There are two fallacies which at this stage we must face--the fallacy of logical proof leading to truth, and the fallacy that the intuition had no part to play in the truth thus revealed.

The logical method of exposition of any doctrine or theory is one in which each statement follows from the previous one in such a way that what is said in the later statement is contained in principle in the previous ones and nothing new is introduced without being properly linked up. Logic as such, with all its rules and principle in the previous ones and nothing new is introduced without being properly linked up. Logic as such, with all its rules and principles, is obedience to a law of mental cause and effect, the entire chain of reasoning being causally connected with certain premises or axiomata, which are thus worked out logically. Logic is the method of the intellect, it is intellectual technique and in itself always unproductive. It is essential, for without it we cannot explain to our ordinary consciousness the truth which the intuition may have seen, but logic never brings forth truth by its own power.

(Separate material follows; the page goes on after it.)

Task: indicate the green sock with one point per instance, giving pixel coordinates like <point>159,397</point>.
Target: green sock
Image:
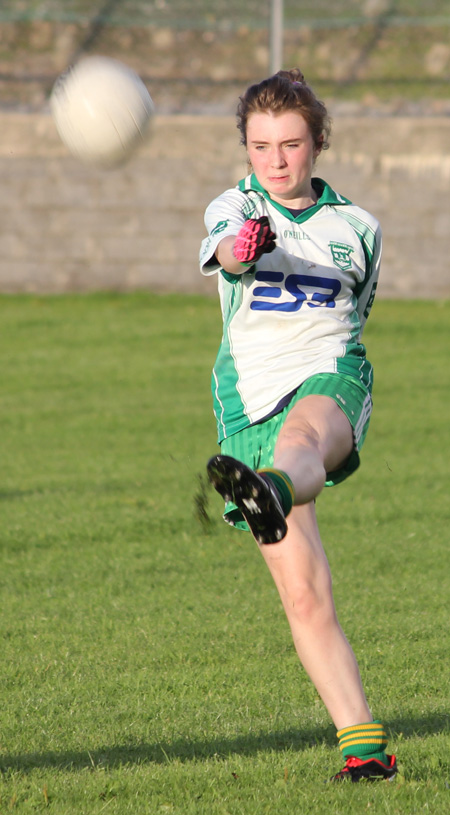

Mathematical reasoning is perhaps the purest example of the logical method; yet in mathematics nothing new is produced as truth and the conclusions to which we come are contained in the principles or axiomata from which we started, even though we may not recognize them there. These axiomata themselves are self-evident to us; we do not feel that they need proving and recognize them intuitively. Thus all mathematical proof is based on principles which cannot be proved and, since, when working on a mathematical problem we never contribute anything new, but rather develop in a process of argumentation certain conclusions from our principles, these conclusions ultimately rest on the intuition which accepted without proof the truth of the axiomata. Hence, if we accept different axiomata as true our mathematics and our conclusions are correspondingly different. Of this the new mathematics presents many examples and its conclusions are necessarily different from those of the Euclidian mathematics and the classical mechanics based on the latter. Hence also the difference between the new physics, based on the new mathematics, and the older physics.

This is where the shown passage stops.